A once-prominent Russian banker with ties to the Kremlin and the Russian Orthodox Church has been put on Interpol's wanted list, according to the police organization's site.
Sergei Pugachyov (Pugachev in Interpol's spelling) is wanted by Russian prosecutors for "misappropriation or embezzlement," Interpol said on its website.
Pugachyov had made no public statement as of Thursday. He fled Russia in 2011, reportedly for the French resort of Nice, and The Financial Times later reported that he resided in Britain.
The "red notice" issued by Interpol requires the immediate arrest of the suspect. Neither British nor French authorities had commented on it as of this article's publication.
Pugachyov, 51, made a fortune in banking and shipbuilding. In 2008, Forbes Russia estimated his assets at $2 billion.
He earned the unofficial nickname of the "church's banker" over his piety and ties to the church, which has received lavish state subsidies in recent years. Pugachyov reportedly donated money to a monastery headed by the spiritual adviser of President Vladimir Putin.

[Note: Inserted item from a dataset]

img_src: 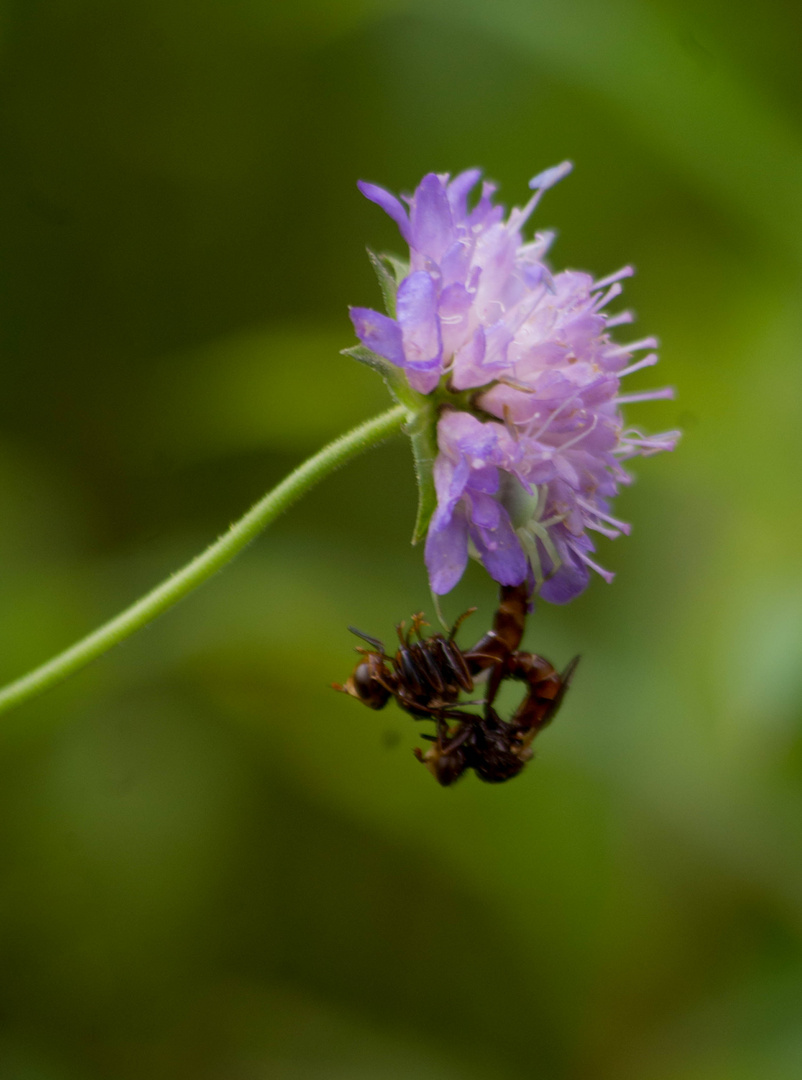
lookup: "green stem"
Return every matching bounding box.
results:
[0,405,409,713]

However, he fell from grace in 2011, when the Investigative Committee accused him of deliberately bankrupting his Mezhprombank, then a top-30 bank in Russia.

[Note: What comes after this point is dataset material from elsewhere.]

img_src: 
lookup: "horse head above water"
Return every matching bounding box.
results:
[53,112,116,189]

Pugachyov, who represented Tuva in the upper house of parliament from 2001 to 2011, faces up to 10 years in prison if extradited to Russia.

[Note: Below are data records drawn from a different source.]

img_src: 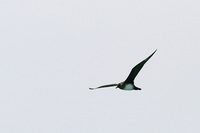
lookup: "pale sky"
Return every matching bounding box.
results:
[0,0,200,133]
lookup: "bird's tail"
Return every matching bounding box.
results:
[89,84,118,90]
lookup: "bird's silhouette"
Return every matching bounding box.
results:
[89,50,157,90]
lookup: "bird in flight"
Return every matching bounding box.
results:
[89,50,157,90]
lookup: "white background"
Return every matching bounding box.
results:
[0,0,200,133]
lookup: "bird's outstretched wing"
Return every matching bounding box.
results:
[89,84,118,90]
[124,49,157,83]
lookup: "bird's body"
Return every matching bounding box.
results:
[89,50,156,90]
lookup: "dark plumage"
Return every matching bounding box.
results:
[89,50,157,90]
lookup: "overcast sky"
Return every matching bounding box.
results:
[0,0,200,133]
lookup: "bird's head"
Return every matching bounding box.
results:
[134,86,142,90]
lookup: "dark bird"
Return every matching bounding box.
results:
[89,50,157,90]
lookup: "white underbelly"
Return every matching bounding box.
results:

In July, the High Court of Justice in London seized £1.1 billion ($1.7 billion) of his assets as part of a lawsuit filed by Russia's state-run Deposit Insurance Agency.
The banker told The Financial Times last month that the case had been orchestrated by the Kremlin, which, he claimed, wanted to take over shipbuilding yards owned by Pugachyov.
He also attacked Putin in the interview, saying the president does not understand the notion of private property.
"Today in Russia there is no private property. There are only serfs who belong to Putin," Pugachyov said, less than two months before he made the Interpol wanted list.